1 Corinthians 10:1-13
We find in all of the readings for today Gods abundant forgiveness. Specifically the readings speak of God's patience and willingness to always give second chances. And third chances. And ...
In the familiar reading from Isaiah 55, we hear Isaiah's call to plenty in God's abundant kingdom. We hear the call to rethink what it is that we seek, to ensure that we labor for things that satisfy. And at least in emphasis we often stop there. But the passage continues with words of promise and patience from a God of grace in verse 7: "Let them return to the Lord, that he may have mercy on them, and to our God, for he will abundantly pardon."
In 1 Corinthians, Paul uses the bad things that happened to his ancestors when they were in the wilderness with Moses. This text, along with the Gospel reading, raise serious questions of theodicy that might well be worth dealing with. How do we understand the suffering of the people in the wilderness? Was it because of their sin? While these questions are important, they do not seem to be Paul's primary concern. Paul is not concerned so much with the people in the wilderness as he is with his hearers: what lesson can they take from history? Paul even goes so far as to posit a causal relationship in verse 6: "these things occurred as examples for us ..." For Paul, it is clear that God does not want these things to happen to us. God wants us to live. God wants to provide us with examples and warnings that would allow us to choose life.

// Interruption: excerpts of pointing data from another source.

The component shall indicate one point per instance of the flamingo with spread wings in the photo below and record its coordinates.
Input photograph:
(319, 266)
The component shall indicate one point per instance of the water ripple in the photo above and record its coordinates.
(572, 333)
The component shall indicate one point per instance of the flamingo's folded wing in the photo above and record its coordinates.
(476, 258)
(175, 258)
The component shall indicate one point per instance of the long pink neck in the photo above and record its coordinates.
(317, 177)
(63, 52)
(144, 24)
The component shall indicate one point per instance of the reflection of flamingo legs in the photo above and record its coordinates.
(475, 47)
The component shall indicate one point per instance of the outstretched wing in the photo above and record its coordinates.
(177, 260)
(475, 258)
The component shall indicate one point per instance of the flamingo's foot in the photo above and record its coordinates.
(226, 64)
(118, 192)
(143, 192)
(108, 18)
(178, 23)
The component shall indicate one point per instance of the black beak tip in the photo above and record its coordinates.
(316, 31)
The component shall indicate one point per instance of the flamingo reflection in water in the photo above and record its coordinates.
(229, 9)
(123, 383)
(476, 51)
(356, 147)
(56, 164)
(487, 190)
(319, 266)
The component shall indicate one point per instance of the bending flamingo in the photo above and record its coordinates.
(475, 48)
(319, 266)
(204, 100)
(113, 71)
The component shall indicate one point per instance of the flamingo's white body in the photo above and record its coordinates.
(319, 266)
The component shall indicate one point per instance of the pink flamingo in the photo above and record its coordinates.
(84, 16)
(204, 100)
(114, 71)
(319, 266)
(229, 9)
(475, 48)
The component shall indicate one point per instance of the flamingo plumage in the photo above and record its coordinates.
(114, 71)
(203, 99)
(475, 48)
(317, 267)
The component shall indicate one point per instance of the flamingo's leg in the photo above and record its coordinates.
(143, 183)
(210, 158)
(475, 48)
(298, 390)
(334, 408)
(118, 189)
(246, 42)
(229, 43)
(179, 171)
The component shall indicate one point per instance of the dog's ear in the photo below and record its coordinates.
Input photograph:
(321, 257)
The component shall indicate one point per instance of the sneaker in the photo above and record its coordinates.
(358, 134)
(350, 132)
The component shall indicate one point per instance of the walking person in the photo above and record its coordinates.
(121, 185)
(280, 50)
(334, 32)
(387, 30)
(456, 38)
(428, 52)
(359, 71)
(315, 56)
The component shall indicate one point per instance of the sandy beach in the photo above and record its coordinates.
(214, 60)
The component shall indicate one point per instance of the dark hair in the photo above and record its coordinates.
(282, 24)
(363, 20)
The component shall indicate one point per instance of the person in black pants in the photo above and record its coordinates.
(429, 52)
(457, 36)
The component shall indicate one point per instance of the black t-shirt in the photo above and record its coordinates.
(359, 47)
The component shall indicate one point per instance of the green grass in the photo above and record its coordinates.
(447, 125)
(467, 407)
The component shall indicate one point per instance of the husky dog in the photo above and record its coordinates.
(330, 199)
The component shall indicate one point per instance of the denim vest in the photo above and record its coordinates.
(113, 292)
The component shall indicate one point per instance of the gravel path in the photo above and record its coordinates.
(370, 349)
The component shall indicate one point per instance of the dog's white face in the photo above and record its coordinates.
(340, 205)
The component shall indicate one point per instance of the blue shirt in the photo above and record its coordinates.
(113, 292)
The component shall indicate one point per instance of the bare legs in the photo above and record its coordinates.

In the Gospel reading, Jesus provides some corrective to the kind of answers to theodicy questions that could be prompted by reading I Corinthians. Did this Galilean sin more than anyone else? NO. Were the eighteen killed by the falling of the tower of Siloam worse offenders? NO. But the call to repentance still remains. And with the parable about the fig tree, there is a promise that God is patient and forgiving. God allows second chances.